Every Tuesday for the past few weeks, it’s been my job to drive six fifth grade girls home from show choir practice. SIX TWEEN GIRLS. This carpooling job is not for the faint of heart. It takes all my concentration to pay attention to the road with my minivan full of giggling, gossiping girls.

Last week, I had an oldies radio station playing, “oldies” being a relative term, since I was listening to 80’s music and that’s certainly not “oldies” to me. I was asked immediately, however, to change the station to more current music. They prefer Bruno Mars over REO Speedwagon and I’m okay with that.

The back row of seats is the prime spot. Is it because those seats are the farthest away from me, the adult, or because the three girls that fit back there get to talk to most, and the other girls turn their heads to join into the conversation? Probably a little of both.

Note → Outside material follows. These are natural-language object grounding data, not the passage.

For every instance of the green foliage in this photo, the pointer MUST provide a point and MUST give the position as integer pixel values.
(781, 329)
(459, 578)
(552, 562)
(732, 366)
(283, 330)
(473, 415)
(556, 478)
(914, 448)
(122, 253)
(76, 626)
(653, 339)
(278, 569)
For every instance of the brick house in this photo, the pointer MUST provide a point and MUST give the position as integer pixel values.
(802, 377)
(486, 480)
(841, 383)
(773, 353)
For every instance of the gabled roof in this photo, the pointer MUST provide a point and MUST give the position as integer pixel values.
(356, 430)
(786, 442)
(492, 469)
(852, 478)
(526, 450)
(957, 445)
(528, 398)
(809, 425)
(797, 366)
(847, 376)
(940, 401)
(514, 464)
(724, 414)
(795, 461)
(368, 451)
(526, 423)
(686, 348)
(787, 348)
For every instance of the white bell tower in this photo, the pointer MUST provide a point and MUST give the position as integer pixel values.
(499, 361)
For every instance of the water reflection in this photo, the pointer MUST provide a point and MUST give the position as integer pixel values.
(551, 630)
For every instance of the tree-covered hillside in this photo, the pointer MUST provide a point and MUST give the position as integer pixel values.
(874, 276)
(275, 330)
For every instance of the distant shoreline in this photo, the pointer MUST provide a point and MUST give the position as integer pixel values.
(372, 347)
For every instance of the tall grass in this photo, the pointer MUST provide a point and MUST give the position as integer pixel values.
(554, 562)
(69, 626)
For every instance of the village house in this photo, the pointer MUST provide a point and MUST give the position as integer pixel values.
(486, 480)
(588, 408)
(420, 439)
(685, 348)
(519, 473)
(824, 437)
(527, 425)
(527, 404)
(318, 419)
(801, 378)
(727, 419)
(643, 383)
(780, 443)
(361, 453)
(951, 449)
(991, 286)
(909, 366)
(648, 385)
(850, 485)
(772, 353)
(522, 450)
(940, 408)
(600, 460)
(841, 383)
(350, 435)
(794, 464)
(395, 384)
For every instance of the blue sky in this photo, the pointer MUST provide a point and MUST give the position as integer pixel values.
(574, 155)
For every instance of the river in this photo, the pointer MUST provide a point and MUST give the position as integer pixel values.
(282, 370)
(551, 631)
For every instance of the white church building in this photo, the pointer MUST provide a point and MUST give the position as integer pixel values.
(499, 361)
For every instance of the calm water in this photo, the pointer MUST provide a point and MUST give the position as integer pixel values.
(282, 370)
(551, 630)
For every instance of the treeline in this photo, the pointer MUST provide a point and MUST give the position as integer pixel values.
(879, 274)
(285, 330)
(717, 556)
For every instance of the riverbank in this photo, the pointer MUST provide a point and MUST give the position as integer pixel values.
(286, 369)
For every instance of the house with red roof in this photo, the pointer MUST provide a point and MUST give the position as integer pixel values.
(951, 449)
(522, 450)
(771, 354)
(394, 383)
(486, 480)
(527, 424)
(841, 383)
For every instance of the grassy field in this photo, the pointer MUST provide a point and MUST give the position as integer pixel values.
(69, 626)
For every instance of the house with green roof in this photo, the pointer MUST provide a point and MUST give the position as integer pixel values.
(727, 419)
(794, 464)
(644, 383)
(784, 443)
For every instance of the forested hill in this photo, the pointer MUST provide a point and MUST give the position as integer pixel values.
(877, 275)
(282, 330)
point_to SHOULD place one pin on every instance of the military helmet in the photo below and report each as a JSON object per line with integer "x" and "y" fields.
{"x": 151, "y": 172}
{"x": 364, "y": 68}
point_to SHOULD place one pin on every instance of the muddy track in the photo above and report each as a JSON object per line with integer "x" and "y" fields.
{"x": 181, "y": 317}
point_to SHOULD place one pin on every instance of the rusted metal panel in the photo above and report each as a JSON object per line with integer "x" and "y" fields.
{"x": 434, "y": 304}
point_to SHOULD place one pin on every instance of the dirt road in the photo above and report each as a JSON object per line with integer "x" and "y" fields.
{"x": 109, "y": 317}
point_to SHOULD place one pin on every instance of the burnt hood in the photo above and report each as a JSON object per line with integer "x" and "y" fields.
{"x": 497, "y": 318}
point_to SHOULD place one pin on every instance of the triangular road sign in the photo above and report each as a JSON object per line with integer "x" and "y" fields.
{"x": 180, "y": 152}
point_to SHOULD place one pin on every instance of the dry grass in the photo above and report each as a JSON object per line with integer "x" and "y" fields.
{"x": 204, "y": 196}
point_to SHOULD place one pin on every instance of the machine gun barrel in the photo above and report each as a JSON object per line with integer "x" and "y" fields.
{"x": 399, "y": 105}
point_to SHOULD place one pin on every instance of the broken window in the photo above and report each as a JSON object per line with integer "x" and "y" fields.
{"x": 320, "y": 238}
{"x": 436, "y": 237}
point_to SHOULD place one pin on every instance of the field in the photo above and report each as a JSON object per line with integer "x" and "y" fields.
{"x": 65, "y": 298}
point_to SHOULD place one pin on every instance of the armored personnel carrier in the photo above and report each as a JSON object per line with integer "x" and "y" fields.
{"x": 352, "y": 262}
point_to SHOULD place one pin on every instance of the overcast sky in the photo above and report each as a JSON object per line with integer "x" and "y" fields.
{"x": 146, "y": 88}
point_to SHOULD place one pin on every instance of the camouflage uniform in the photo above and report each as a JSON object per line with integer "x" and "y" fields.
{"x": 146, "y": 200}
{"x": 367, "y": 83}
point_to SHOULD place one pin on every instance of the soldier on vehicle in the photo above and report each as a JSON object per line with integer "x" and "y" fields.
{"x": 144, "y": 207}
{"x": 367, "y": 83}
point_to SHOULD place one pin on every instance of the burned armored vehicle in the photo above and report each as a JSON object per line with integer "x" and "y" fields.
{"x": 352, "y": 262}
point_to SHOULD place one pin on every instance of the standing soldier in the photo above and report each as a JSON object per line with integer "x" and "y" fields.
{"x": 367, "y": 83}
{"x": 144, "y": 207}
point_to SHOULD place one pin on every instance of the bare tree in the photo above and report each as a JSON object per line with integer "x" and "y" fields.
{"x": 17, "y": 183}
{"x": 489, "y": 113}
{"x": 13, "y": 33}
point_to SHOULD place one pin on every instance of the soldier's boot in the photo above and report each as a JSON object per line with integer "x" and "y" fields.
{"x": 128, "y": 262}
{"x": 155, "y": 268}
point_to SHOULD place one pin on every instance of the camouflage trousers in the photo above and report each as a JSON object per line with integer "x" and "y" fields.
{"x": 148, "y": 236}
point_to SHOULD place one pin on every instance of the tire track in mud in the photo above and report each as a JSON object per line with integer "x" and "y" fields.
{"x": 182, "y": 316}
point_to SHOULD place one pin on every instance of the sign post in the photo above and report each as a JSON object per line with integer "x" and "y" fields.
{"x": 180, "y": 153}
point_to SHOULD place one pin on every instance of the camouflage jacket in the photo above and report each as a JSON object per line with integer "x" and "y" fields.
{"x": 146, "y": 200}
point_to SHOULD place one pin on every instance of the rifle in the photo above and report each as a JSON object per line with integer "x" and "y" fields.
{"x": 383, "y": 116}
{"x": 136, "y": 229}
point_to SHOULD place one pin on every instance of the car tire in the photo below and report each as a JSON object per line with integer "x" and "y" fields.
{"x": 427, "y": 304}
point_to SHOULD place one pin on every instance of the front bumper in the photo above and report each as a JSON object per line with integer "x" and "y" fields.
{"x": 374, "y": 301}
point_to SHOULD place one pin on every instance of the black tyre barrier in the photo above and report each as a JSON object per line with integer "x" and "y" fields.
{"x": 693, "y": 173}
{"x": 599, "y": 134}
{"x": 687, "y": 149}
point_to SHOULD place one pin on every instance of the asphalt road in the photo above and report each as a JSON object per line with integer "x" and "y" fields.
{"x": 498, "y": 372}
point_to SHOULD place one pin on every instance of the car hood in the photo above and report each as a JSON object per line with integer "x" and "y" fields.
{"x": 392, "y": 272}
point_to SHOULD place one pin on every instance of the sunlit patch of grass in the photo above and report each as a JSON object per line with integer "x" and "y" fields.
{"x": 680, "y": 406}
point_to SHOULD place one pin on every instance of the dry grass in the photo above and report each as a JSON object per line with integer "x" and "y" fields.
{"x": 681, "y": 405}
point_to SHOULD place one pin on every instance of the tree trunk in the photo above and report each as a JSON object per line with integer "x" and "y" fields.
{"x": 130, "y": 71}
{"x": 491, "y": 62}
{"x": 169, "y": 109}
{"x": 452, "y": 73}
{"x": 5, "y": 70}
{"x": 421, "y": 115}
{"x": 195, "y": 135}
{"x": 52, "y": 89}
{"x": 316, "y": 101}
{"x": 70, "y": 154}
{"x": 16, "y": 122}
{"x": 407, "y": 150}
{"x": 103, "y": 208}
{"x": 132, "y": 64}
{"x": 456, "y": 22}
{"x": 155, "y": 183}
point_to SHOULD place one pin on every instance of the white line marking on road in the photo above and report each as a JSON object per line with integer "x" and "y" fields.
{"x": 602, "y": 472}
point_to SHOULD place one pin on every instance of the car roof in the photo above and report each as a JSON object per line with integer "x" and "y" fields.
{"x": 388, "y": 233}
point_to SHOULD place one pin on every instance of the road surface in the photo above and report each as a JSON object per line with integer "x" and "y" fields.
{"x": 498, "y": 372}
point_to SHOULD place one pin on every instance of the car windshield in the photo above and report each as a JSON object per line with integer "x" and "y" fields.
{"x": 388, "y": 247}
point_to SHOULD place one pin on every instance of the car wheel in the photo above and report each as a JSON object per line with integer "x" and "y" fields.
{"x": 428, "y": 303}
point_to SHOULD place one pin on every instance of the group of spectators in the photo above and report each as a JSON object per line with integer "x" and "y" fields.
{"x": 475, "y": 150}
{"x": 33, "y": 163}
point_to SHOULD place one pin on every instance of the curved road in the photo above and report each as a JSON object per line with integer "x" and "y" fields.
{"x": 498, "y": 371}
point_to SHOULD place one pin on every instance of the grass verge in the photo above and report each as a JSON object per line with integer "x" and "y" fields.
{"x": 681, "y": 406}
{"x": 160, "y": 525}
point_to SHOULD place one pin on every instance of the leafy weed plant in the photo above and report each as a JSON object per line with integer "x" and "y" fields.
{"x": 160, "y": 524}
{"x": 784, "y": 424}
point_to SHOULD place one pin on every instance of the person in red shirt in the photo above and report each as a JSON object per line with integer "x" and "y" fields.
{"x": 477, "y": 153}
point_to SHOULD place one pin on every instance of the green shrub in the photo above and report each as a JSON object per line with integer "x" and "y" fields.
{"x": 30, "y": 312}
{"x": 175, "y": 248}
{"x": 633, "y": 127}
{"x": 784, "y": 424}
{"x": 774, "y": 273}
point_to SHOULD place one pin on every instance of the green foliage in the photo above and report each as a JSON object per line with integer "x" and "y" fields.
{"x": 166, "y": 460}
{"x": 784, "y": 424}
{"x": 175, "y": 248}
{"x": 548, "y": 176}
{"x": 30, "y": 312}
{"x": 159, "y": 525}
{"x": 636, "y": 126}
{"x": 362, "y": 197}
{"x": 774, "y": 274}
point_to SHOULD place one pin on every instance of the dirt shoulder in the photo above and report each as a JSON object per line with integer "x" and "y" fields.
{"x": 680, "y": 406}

It is dinner time when I pick them up and they always ask me if I have a snack for them. I don’t, because then I’ll disappoint them when I forget to pack a snack next time. I feel a little guilty that I don’t have something for them.

While I’m driving, I listen to the girls sing along to the songs on the radio when a good one comes along. I don’t interrupt as they talk about crushes on boys. They are at that in-between age where they want to have crushes, but most boys still have cooties.

How well I remember being that age! I remember carpooling to my volleyball games, listening to Queen sing Another One Bites the Dust on the radio, not knowing the real meaning of the song and feeling so clever as we drove past cattle farms, changing the lyrics to “another cow bites the dust!”

The car grows quieter as each girl is dropped off. They wave a cheery “Thank you, Mrs. Grabske!” as they head for the warm lights of home. Finally, I drive to my house with my daughter, ready to eat the tortellini soup that is waiting in the crock pot.

This is motherhood. There is nothing more like the suburban mom stereotype than driving a minivan and carpooling. And I’m going to roll around in that stereotype like a puppy in stinky ol’ socks and make it stick, because I’m so lucky. Because I have THIS life, stereotypical as it may seem.

THIS is motherhood after breast cancer.